Today, California-based Vitamin A sells 50% direct to consumer and 50% through its 200 wholesale channels, which include Holt Renfrew and Revolve.
Announced on Wednesday, Vitamin A was just acquired by Swim USA, a family-owned company that also counts Miraclesuit and Amoressa in its portfolio — its licensed brands include Polo Ralph Lauren and Reebok.
On the podcast, Stevens shares why the deal made sense for Vitamin A and how it will work to grow the “under-resourced” brand. She hinted that branded stores, international expansion and product collaborations are around the corner under the new ownership.
Below are highlights from the conversation, which have been lightly edited for clarity.
On selling to Swim USA
“Vitamin A has always been self-funded. And post-pandemic, things were getting more and more complex, very rapidly, on so many levels: supply chain, the retail environment, advertising costs, you name it. So I was actively seeking a buyer, and the right one walked in the door. … What felt the most right was that the company itself is not public. They’re privately owned — they’re actually a four-generation family business. The great-grandfather started it and the great-grandsons are now principals, and their dads are still involved at the board level. They’re a really impressive family, and they have deep, deep knowledge and expertise in swim, specifically. So it just takes off a lot of the pressure around production, development, the supply chain — so many [areas of the business]. And it frees me up to be able to just be the creative visionary and go back to why I started Vitamin A. I get to spend my days getting inspired again.”

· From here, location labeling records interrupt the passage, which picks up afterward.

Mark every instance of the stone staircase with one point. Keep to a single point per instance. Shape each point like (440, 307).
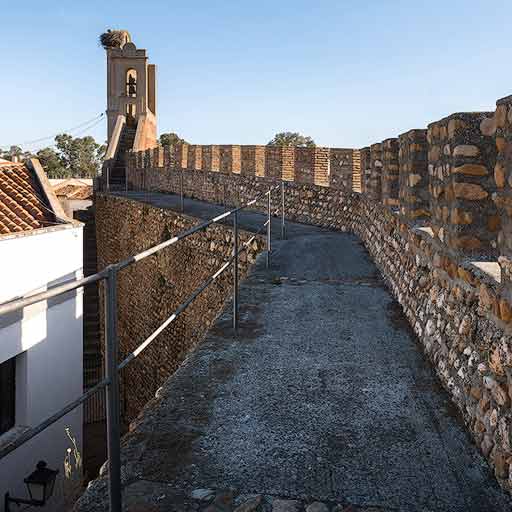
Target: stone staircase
(118, 170)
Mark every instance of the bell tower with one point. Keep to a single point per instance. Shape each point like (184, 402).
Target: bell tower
(131, 91)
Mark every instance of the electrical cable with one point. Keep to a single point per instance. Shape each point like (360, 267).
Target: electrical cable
(76, 127)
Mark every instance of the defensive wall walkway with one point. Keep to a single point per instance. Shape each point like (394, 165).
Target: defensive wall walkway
(323, 399)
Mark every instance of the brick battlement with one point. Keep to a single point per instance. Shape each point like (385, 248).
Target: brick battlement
(334, 167)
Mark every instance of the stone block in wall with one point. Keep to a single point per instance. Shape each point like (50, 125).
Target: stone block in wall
(321, 166)
(341, 168)
(194, 161)
(229, 159)
(501, 127)
(414, 194)
(211, 158)
(366, 169)
(304, 165)
(252, 160)
(279, 162)
(147, 158)
(179, 156)
(206, 158)
(236, 159)
(184, 156)
(158, 156)
(461, 161)
(374, 190)
(167, 156)
(356, 170)
(390, 172)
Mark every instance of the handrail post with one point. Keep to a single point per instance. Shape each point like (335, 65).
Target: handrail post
(283, 227)
(269, 226)
(113, 412)
(182, 204)
(235, 271)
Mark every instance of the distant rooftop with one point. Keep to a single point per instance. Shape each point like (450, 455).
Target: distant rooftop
(23, 203)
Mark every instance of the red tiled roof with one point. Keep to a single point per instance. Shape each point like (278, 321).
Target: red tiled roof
(22, 203)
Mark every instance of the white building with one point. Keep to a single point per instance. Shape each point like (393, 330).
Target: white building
(41, 346)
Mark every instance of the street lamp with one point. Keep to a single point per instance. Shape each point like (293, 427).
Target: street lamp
(40, 484)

On weathering the pandemic
“When the pandemic hit, we were about 30% direct-to-consumer and 70% wholesale. The timing literally could not have been worse, because spring is our biggest season and spring of 2020 was our biggest on-order shipping season [to date]. So we had millions of dollars on the dock, ready to ship. And within a week to 10 days, the vast majority of it was all canceled. … It was tremendously scary for a minute there. … Luckily, staycations became the new normal. And we started to see traffic and the brand started to catch fire, which was fueled by our community of influencers on Instagram and Tik Tok. We saw a huge upswell in the business because people started shopping their values and realizing that they cared about sustainability. And they wanted to support small businesses. And so it actually worked in our favor. By the end of 2020, our ratio had flipped to where we were 70%, direct-to-consumer and 30% wholesale.”
Prioritizing body inclusivity before it was trendy
“Vitamin A’s original purpose was body inclusivity; that’s always been there. And for almost 20 years, I was the fit model. Not having a model figure but just being a normal woman and a normal mom, [my theory was], ‘If it looks good on me and if I feel good in it, then most women — my customers — are going to feel great in it.’ [The brand’s] really about a confidence level and a state of mind, and just feeling comfortable and your best.”